Mr George responded that the council had failed to provide him with any such information and he stood by his statement.

Mr George said he would back whatever infrastructure was recommended by experts as necessary, but the only correspondence he had received from the council concerning the dam was a 12-point questionnaire, which listed the dam as point 11.

“The only facts that have ever been put on my table have come from the opponents of the dam,” he said.

“I haven't seen the ‘for' side.

"Council has not put their proposal to us.”

Independent candidate Russell Kilarney said future water needs of the Tweed had to be considered, but the Byrrill Creek dam should be a “last resort” and suggested other possible sites should be investigated.

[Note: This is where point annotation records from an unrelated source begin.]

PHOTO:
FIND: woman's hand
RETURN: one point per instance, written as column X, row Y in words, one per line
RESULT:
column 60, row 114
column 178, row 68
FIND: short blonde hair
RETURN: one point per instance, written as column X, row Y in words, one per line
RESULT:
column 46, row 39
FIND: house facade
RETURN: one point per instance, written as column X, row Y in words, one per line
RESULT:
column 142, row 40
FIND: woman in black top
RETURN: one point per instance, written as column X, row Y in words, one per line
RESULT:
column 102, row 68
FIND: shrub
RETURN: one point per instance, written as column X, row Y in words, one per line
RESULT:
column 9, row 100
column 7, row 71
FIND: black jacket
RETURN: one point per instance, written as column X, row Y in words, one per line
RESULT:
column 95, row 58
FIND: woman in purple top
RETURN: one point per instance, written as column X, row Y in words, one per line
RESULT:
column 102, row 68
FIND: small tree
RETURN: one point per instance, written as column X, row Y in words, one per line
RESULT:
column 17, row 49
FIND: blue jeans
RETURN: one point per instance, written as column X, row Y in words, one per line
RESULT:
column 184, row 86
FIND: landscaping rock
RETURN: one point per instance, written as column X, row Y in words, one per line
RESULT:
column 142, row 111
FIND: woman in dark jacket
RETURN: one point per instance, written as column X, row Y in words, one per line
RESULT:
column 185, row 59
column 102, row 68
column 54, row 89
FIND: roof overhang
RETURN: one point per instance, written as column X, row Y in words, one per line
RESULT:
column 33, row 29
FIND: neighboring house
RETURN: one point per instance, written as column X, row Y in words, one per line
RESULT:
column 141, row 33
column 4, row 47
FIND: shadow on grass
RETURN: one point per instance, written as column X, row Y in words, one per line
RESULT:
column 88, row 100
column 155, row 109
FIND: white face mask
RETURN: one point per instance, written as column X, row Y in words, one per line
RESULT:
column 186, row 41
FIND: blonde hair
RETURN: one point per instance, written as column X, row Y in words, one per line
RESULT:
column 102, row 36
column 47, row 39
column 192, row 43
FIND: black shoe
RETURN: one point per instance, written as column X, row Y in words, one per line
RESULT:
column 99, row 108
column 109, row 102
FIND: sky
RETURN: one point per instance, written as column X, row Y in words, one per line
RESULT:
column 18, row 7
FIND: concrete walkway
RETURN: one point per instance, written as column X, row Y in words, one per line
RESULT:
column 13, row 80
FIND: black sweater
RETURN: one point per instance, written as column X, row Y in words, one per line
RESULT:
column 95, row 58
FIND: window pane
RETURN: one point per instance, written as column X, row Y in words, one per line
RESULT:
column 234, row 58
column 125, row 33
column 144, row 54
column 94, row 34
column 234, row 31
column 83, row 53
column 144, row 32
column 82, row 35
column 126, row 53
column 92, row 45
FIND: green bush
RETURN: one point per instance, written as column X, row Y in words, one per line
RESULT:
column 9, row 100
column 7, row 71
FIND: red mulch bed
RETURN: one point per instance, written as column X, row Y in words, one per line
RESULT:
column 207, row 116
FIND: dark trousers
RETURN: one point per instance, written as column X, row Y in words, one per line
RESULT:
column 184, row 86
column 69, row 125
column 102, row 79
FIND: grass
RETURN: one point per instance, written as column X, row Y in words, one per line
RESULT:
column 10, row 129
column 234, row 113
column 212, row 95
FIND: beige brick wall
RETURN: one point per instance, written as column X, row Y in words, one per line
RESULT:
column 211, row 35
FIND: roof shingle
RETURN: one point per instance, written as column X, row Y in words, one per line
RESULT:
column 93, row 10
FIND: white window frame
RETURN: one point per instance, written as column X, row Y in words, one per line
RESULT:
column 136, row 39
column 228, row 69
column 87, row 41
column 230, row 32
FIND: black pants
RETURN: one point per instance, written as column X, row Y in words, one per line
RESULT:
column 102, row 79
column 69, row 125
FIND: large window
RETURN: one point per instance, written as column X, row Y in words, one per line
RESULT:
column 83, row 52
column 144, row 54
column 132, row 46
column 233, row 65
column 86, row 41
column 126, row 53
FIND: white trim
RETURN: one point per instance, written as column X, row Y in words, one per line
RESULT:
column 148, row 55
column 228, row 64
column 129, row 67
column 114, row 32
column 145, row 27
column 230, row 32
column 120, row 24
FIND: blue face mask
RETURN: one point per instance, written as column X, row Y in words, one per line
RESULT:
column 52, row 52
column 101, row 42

Labor candidate for Lismore Andrew Moy told Thursday night's forum he was strongly against the dam proposal and yesterday added the council was wasting money even pursuing the idea.

“With the amount of threatened species there it will get thrown to the Federal Government and they won't let them do it,” Mr Moy said.

“The way to go... is instead of 10,000-litre rainwater tanks on new homes have 36,000-litre tanks, which would also be a great benefit for firefighting.”

Greens candidate Susan Stock said the proposed Byrrill Creek dam would be 40 metres high and inundate a vital wildlife corridor between national parks that is home to 71 threatened species.

“The proposed dam site is so exquisitely beautiful, surrounded by core koala habitat and the creek home to many platypus,” she said.

“The land is also home for 26 species of threatened plants and 45 species of threatened animals.

“I wonder whether Thomas George has ever explored it and seen the beauty and rarity of this lowland rainforest?”